Instagramは8月31日、AI生成のプロフィールへの表示方法を変更し、AIで生成された人物を掲載しながらその旨を明記していないアカウントのリーチを制限すると発表した。ソーシャルメディアプラットフォーム上でAIインフルエンサーが一般的になるにつれ、AI生成コンテンツに対する不満が高まっていることを受けた措置。

同社は今回、既存の「AIクリエイター」という表示を「AI生成プロフィール」に改称。プロフィールに掲載されている人物がAIによって生成された、あるいはAIを用いて実質的に作成されたものであることをユーザーに分かりやすく伝えることを目的としている。

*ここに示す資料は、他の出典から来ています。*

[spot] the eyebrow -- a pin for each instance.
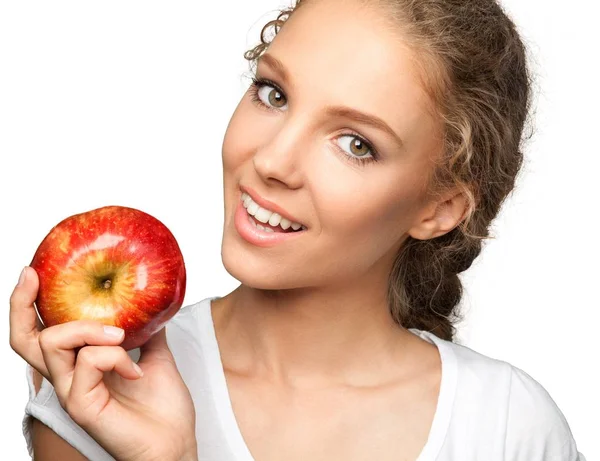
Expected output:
(334, 111)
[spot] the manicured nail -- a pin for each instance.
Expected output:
(113, 332)
(137, 369)
(22, 277)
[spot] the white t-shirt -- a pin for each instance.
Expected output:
(487, 410)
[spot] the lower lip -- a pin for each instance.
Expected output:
(256, 236)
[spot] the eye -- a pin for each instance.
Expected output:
(269, 95)
(356, 146)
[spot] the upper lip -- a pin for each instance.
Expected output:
(271, 206)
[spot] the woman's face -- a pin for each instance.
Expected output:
(340, 137)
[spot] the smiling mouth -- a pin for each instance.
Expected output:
(267, 220)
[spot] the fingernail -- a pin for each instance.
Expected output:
(137, 369)
(22, 277)
(113, 332)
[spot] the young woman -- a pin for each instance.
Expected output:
(362, 170)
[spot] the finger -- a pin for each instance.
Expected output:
(24, 321)
(88, 389)
(58, 344)
(88, 394)
(156, 348)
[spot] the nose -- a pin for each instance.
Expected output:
(280, 159)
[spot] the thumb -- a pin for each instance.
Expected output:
(156, 348)
(23, 318)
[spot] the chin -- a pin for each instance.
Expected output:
(255, 271)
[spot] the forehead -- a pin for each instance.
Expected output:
(346, 52)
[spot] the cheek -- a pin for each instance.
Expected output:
(374, 200)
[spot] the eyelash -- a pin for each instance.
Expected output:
(258, 82)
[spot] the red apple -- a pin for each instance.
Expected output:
(115, 265)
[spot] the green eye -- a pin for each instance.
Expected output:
(355, 146)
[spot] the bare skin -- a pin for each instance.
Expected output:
(311, 354)
(315, 365)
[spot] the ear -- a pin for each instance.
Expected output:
(440, 216)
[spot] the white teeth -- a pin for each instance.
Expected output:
(263, 215)
(252, 208)
(285, 223)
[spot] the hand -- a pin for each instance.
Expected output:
(133, 417)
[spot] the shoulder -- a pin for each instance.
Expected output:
(191, 321)
(525, 415)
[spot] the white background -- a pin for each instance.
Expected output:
(126, 102)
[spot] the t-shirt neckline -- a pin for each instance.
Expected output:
(231, 429)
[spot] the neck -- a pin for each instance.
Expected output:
(309, 336)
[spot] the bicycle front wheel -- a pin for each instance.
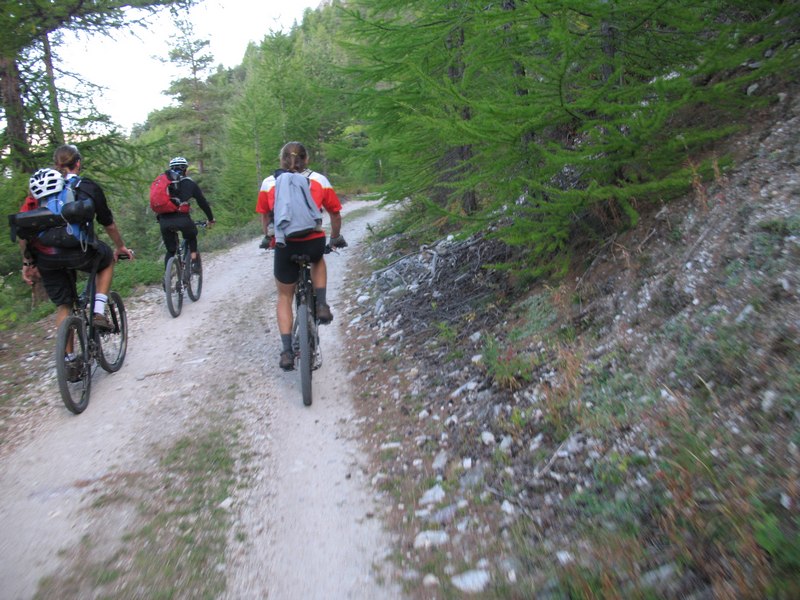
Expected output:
(173, 286)
(113, 344)
(74, 374)
(306, 357)
(194, 278)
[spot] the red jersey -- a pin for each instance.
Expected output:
(322, 193)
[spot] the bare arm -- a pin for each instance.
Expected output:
(336, 224)
(29, 272)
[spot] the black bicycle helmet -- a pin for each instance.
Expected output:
(45, 182)
(178, 163)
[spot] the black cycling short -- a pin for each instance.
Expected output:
(286, 270)
(58, 270)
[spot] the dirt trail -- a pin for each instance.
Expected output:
(307, 509)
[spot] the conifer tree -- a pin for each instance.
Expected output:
(577, 109)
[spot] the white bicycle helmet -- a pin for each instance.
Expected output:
(45, 182)
(178, 163)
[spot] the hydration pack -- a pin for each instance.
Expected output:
(164, 194)
(295, 212)
(60, 221)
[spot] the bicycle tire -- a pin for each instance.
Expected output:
(195, 280)
(306, 357)
(75, 385)
(173, 286)
(112, 345)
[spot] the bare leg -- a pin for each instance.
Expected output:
(284, 307)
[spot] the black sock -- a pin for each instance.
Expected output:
(286, 340)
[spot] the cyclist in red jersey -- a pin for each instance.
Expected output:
(294, 158)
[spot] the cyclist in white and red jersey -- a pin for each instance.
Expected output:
(294, 158)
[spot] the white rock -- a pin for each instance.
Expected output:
(564, 557)
(432, 496)
(440, 462)
(428, 539)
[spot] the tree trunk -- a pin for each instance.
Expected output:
(14, 108)
(57, 134)
(462, 153)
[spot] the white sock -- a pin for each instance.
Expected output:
(100, 303)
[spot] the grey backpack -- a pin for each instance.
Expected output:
(295, 213)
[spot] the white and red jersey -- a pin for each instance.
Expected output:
(322, 193)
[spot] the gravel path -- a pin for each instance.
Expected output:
(311, 530)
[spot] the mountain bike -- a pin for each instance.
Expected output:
(305, 328)
(182, 274)
(80, 346)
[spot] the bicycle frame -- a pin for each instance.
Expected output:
(178, 278)
(81, 346)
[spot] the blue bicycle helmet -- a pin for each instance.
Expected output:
(45, 182)
(179, 163)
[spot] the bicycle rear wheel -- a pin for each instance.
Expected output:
(194, 279)
(113, 344)
(306, 354)
(173, 286)
(74, 376)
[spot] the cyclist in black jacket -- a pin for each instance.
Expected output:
(186, 189)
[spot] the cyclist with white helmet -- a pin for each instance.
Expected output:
(184, 190)
(56, 265)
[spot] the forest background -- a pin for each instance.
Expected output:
(538, 121)
(562, 136)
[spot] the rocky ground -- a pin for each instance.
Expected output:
(628, 431)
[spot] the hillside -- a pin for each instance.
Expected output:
(628, 431)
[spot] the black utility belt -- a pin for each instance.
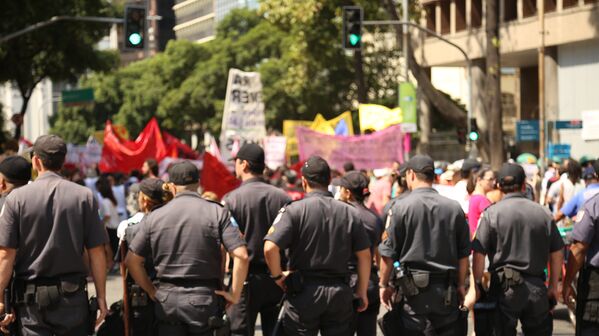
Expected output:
(180, 282)
(47, 291)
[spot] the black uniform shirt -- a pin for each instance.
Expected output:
(518, 233)
(321, 233)
(49, 222)
(372, 224)
(586, 229)
(254, 205)
(427, 232)
(184, 236)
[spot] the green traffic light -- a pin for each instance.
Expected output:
(473, 136)
(135, 39)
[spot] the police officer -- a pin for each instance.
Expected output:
(429, 237)
(184, 240)
(321, 234)
(354, 190)
(584, 256)
(520, 237)
(15, 172)
(254, 205)
(44, 228)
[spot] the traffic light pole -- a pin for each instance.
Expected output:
(433, 33)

AIで生成されたプロフィール画像に適切なラベルを付けないクリエイターは、リーチが減少する可能性がある。一方、「AI生成プロフィール」を使用しているクリエイターは、プロフィール画像の被写体がAIで生成された人物であるという理由だけでペナルティを受けることはない。

写真の編集、キャプションの推敲、グラフィックの作成、その他のクリエイティブな調整にAIを使用した場合、AI生成プロフィールラベルを付ける必要はない。

(文:坂本 泉)

榎本編集長「この発表を裏から読むと、一つの事実が浮かぶ。Instagramは、AIインフルエンサーを排除しなかった。正しくラベルを付ければ、AI生成の人物がプロフィールを持ち、フォロワーを集め、活動を続けられる——つまり、プラットフォーム公認の存在になったのである。実際、AIモデルやAIタレントは、ファッションや広告の世界で既に案件を持つ「職業」だ。企業にとっては、スキャンダルの心配がなく、多言語で展開でき、稼働時間の制約もない起用しやすさがある。日本でもバーチャルモデルやVTuber文化の蓄積があり、この領域とは地続きだろう。一方で、人間のインフルエンサーとの競争条件や、「人と信じてフォローしていた」利用者の感情という課題も残る。今回の「明記すれば公認、隠せば減点」というルールは、その緊張を運用でさばく第一歩だ。AIタレント産業の成長と、見る側の知る権利。両者の折り合いの付け方を、SNSの巨人が示した形である。」